Yarım Kalan Bir Çocukluk ve Göçmüş Bir Kadınlığın Hikâyesi
Köyün yükseklerinde, taş evlerin arasına sıkışmış, güneşin az ama geleneğin çok dokunduğu bir Anadolu köyü vardı. Bu köyde her şeyin bir vakti vardı: kuşun ötüşünün, çocuğun koşmasının, kızın gelin olmasının… Ama bazen zaman acele ederdi. Özellikle gelenek, sabrı unutunca…

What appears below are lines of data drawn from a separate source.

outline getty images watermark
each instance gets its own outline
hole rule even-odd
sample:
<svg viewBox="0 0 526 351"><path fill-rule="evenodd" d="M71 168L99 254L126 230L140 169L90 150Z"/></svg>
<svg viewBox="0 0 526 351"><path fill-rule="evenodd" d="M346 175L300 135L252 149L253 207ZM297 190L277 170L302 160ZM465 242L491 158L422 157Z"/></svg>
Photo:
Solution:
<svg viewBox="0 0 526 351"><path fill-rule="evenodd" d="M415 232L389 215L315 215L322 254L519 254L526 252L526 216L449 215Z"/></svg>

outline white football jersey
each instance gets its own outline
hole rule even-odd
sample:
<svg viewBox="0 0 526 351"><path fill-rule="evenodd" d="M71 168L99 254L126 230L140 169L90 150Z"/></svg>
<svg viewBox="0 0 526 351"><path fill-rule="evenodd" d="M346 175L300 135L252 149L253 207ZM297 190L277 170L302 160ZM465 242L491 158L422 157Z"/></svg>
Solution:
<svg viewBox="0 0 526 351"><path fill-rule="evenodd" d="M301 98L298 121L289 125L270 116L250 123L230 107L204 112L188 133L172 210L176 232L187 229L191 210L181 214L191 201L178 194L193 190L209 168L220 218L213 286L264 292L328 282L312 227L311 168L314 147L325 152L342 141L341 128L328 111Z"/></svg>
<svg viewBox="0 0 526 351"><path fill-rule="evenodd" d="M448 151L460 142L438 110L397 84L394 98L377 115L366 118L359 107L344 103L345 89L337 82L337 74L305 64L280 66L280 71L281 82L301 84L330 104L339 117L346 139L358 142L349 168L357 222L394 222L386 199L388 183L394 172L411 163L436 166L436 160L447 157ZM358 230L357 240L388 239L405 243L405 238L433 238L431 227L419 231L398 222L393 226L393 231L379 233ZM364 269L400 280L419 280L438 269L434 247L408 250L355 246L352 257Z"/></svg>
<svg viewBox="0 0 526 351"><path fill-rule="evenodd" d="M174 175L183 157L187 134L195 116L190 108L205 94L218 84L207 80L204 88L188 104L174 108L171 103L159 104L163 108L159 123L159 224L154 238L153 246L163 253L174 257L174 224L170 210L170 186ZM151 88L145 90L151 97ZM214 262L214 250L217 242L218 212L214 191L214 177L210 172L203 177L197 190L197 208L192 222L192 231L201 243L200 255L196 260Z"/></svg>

Cemil, köyün içinde çocukluğunu yeni yeni keşfeden, elinde ceviz torbasıyla gezen bir delikanlıydı. Ama delikanlı denmesi bile fazlaydı. İçinde hâlâ çocuk vardı. Sokakta arkadaşlarıyla ceviz savaşı yapar, ağacın tepesine tırmanır, akşam ezanı okununca annesinin sesine koşarak eve dönerdi. Fakat ailesi için başka hesaplar vardı.
Köyde dededen kalma toprak, miras, paylaşım tartışmaları başlamıştı. Cemil’in ailesi, “Evin oğlu elden giderse mal bölünür,” diye korkuyordu.
Ve bir gün, onun henüz “sevgi nedir” bilmeyen kalbi, bir evliliğe itildi. Cemil’in evleneceği kişi, köyde namuslu, çalışkan, sessiz bir genç kadın olan Gülsüm’dü. Gülsüm’ün de hayalleri vardı elbet. Belki sevdiği biri olurdu, belki uzak bir köye öğretmen olurdu. Ama kader onun yerine karar vermişti. Ailesi, “İyi bir aile,” diye Cemil’le söz kesmişti.
Cemil o gün damatlık giymişti ama ayağında çocukluğunun tozlu çarıkları vardı. Gülsüm ise gelinliğe sarılmıştı ama yüreğinde buruk bir yalnızlıkla… Evliliğin ilk gecesinde herkes çekildi odasına. Gülsüm, beyaz duvakla oturuyordu. Utangaç ama hazır. Korkak ama teslim. Sustu, çünkü “Kız susarsa iyidir,” demişlerdi ona yıllarca.
Ve kapıdan Cemil içeri girdi. Ama yanında ne bir sevgi ne bir ilgi vardı. Elinde bir avuç cevizle, güle oynaya girdi odaya. Yatağın kenarına oturdu, cevizleri yere attı.
Gülsüm, bir an donup kaldı. Hayatı gözlerinin önünden geçti. Anladı ki karşısında bir koca değil, hâlâ oyun peşindeki bir çocuk var. Ve içindeki o büyük sükût bir cümleye dönüştü:
“Ceviz oynamaya mı geldin odama?
Sevdiğin de bu mu, derler adama?”
Bu söz bir sitemdi. Bir kadınlığın çığlığıydı. Gelinlik giymişti ama eş olmamıştı. Bir odada yalnız kalmıştı ama hâlâ kendi yalnızlığına dert ortağı arıyordu.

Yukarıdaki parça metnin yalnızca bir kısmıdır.